András, thanks for your research. I took a fluid dynamics course 47 years ago, still have the book somewhere, it speaks of the Bernouli effect, had equations and discussion as an inttroduction into airfoils, how a flat plate reacts (like our inexpensive glider wings), and etc. (Fluid dynamics was a favorite subject of mine, even took a graduate fluid dynamics course for credit as an undergraduate.)

Air accellerates over the curvature of the upper wing surface, dropping the air pressure, which causes lift.

I cannot see the merits of putting an engine's intake along the boundary layer of the upper wing. For one, his long tubing to that location creates suction loss to the engine due to pipe losses in his tubing. His experiment sounds more like a high school science project.

It is over such a small area, my gut level feeling tells me that any improvements, as you point out are very small. Some experiments were done say running a bunch of evenly spaced holes along a wing with an airpump pulling air through them creating a vacuum, to improve lift.
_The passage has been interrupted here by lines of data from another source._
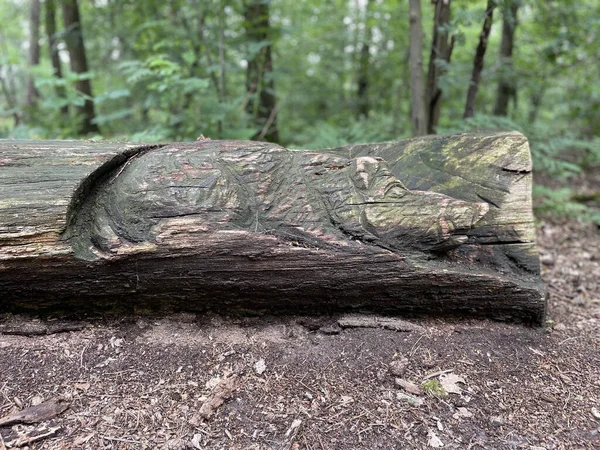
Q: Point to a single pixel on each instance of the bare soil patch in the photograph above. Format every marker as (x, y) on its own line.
(311, 383)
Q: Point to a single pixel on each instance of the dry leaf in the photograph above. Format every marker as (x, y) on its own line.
(260, 366)
(433, 440)
(449, 383)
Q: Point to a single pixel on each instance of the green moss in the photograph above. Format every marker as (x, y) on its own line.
(434, 387)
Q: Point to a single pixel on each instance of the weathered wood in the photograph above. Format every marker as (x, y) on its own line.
(436, 225)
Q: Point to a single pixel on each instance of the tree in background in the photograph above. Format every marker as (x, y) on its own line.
(442, 44)
(260, 83)
(362, 90)
(33, 60)
(479, 59)
(417, 86)
(79, 65)
(50, 23)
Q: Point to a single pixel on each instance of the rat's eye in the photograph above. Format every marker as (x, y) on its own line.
(395, 191)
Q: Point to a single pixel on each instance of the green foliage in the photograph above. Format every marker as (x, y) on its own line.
(174, 70)
(562, 203)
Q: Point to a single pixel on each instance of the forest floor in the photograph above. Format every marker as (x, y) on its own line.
(214, 382)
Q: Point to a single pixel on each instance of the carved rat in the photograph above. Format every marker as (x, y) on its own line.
(314, 198)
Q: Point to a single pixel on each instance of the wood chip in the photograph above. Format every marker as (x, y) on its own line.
(221, 392)
(409, 387)
(39, 413)
(26, 439)
(389, 323)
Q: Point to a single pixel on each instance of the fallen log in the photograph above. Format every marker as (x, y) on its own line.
(436, 225)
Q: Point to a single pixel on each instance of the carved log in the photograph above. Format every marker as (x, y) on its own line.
(430, 225)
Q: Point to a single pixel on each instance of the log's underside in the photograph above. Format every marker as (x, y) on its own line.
(437, 225)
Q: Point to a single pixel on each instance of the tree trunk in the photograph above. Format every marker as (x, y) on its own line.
(260, 84)
(233, 224)
(363, 66)
(79, 65)
(222, 77)
(10, 99)
(417, 88)
(441, 51)
(479, 59)
(506, 84)
(33, 59)
(50, 19)
(536, 103)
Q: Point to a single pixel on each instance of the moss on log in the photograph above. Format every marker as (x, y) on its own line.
(438, 225)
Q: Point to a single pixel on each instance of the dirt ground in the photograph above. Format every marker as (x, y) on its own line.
(214, 382)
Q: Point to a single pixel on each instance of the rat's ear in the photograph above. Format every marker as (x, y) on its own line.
(364, 169)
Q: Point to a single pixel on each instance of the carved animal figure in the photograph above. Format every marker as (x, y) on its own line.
(312, 198)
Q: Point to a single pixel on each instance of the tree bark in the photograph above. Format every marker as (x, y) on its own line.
(506, 84)
(421, 226)
(79, 65)
(441, 51)
(260, 84)
(417, 88)
(363, 66)
(50, 20)
(479, 59)
(33, 59)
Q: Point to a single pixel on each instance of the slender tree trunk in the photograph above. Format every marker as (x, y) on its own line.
(479, 59)
(50, 19)
(222, 88)
(260, 85)
(506, 84)
(363, 66)
(10, 100)
(78, 60)
(441, 51)
(417, 85)
(536, 103)
(31, 93)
Regardless, goes against the KISS principle (Keep It Simple, Stupid).

We use bladder systems and modified venturis to provide greater fuel flow to increase combustion strength in an engine for greater power and speed.

Reducing venturi inlet air pressure akin to flying at higher elevations goes against wisdom.

Article provided a teen or young man with impetus for higher learning, to think outside the box. (They didn't have Internet.) Books and magazine content filled one's mind through reading. Such articles had more value in creating a young scientist, who'd move on to greater things as he aged.